About fifteen years ago my relationship with an old friend started to go awry. He was less available, would often cancel meetings at the last moment, and when we did meet he appeared anxious and intense. 

One day, he finally opened up and told me that he was suffering from acute anxiety, to the point of feeling totally incapacitated and unable to deal with even the simplest everyday tasks. Always slightly eccentric, he now took on a different persona. His approach to life seemed to be extreme, and his ability to connect with others became more and more difficult.

Whilst I could only imagine what he was feeling, I was deeply affected. I felt that I was losing an old friend, that he had morphed into someone with a changed personality, and I could see that he needed help, love, and support. Medical help was sought, and he agreed to use it to help himself.

Over the years since we have talked candidly about what was going on, and currently he is better able to cope due to therapy and medicine. Listening to him and talking with him was the one thing I was able to do to help, and our friendship took on a different dynamic as a result. It is just as strong, if not stronger now.

Women are often more intuitive than men when it comes to mental health matters, and spotting when something isn’t right. It is often the person’s partner, lover, wife, mother, sister, or daughter who will recognise that something seems wrong, and make a helpful suggestion to seek help. 

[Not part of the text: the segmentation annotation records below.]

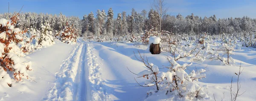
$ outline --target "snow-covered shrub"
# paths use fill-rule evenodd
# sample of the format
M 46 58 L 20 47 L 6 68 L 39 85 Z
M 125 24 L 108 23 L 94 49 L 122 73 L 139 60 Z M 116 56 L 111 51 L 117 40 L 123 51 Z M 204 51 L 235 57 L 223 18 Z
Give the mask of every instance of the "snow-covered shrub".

Our loved ones are crucial in helping identify an issue and obtain help – but this only comes about with a willingness to speak honestly, and if we are prepared to be vulnerable. 

Often, it is showing vulnerability that is the biggest barrier to men talking about their mental health. Shame, fear, and self-loathing are all understandable feelings when facing issues concerning mental health. Especially in a culture that appears to value typically “masculine” traits (such as the ‘stiff upper lip’) above typically “feminine” ones (like ‘being emotional’). 

Talking to those closest to you is the best first step, though it can feel like the hardest one. If you are feeling like you need someone to talk to, and feel that you can’t speak to friends or family, check out dedicated services designed to support you.